How do I load an org.w3c.dom.Document from XML in a string?

Frank Krueger picture Frank Krueger · Aug 28, 2008 · Viewed 129k times · Source

I have a complete XML document in a string and would like a Document object. Google turns up all sorts of garbage. What is the simplest solution? (In Java 1.5)

Solution Thanks to Matt McMinn, I have settled on this implementation. It has the right level of input flexibility and exception granularity for me. (It's good to know if the error came from malformed XML - SAXException - or just bad IO - IOException.)

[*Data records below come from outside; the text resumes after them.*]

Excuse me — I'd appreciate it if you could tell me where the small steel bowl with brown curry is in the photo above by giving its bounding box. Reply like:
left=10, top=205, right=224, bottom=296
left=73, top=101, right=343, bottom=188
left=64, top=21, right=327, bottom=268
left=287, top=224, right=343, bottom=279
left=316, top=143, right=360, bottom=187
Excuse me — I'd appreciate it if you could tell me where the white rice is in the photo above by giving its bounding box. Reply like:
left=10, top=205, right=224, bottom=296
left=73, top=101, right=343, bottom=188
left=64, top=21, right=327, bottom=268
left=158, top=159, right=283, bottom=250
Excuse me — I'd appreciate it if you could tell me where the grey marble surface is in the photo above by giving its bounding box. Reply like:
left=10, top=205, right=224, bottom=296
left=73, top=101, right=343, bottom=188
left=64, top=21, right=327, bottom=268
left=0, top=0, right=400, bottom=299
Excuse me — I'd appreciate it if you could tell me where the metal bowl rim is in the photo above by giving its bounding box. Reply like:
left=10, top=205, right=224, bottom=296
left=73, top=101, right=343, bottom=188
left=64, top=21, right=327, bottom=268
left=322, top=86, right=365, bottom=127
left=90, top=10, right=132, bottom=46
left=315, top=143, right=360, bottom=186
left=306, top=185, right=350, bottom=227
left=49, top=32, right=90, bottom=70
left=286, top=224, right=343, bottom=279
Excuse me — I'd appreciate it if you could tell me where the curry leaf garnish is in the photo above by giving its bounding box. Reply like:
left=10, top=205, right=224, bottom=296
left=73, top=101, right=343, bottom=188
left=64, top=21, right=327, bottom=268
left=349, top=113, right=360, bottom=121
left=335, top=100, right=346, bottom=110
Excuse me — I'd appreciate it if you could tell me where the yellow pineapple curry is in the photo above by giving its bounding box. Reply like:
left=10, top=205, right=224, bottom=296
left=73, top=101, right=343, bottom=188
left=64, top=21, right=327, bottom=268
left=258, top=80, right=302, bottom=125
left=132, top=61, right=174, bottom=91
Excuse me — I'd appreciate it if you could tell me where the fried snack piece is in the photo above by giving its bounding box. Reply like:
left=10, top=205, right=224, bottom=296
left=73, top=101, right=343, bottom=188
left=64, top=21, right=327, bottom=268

public static org.w3c.dom.Document loadXMLFrom(String xml)
    throws org.xml.sax.SAXException, java.io.IOException {
    return loadXMLFrom(new java.io.ByteArrayInputStream(xml.getBytes()));
}

public static org.w3c.dom.Document loadXMLFrom(java.io.InputStream is) 
    throws org.xml.sax.SAXException, java.io.IOException {
    javax.xml.parsers.DocumentBuilderFactory factory =
        javax.xml.parsers.DocumentBuilderFactory.newInstance();
    factory.setNamespaceAware(true);
    javax.xml.parsers.DocumentBuilder builder = null;
    try {
        builder = factory.newDocumentBuilder();
    }
    catch (javax.xml.parsers.ParserConfigurationException ex) {
    }  
    org.w3c.dom.Document doc = builder.parse(is);
    is.close();
    return doc;
}

Answer

erickson picture erickson · Aug 29, 2008

Whoa there!

There's a potentially serious problem with this code, because it ignores the character encoding specified in the String (which is UTF-8 by default). When you call String.getBytes() the platform default encoding is used to encode Unicode characters to bytes. So, the parser may think it's getting UTF-8 data when in fact it's getting EBCDIC or something… not pretty!

Instead, use the parse method that takes an InputSource, which can be constructed with a Reader, like this:

import java.io.StringReader;
import org.xml.sax.InputSource;
…
        return builder.parse(new InputSource(new StringReader(xml)));

It may not seem like a big deal, but ignorance of character encoding issues leads to insidious code rot akin to y2k.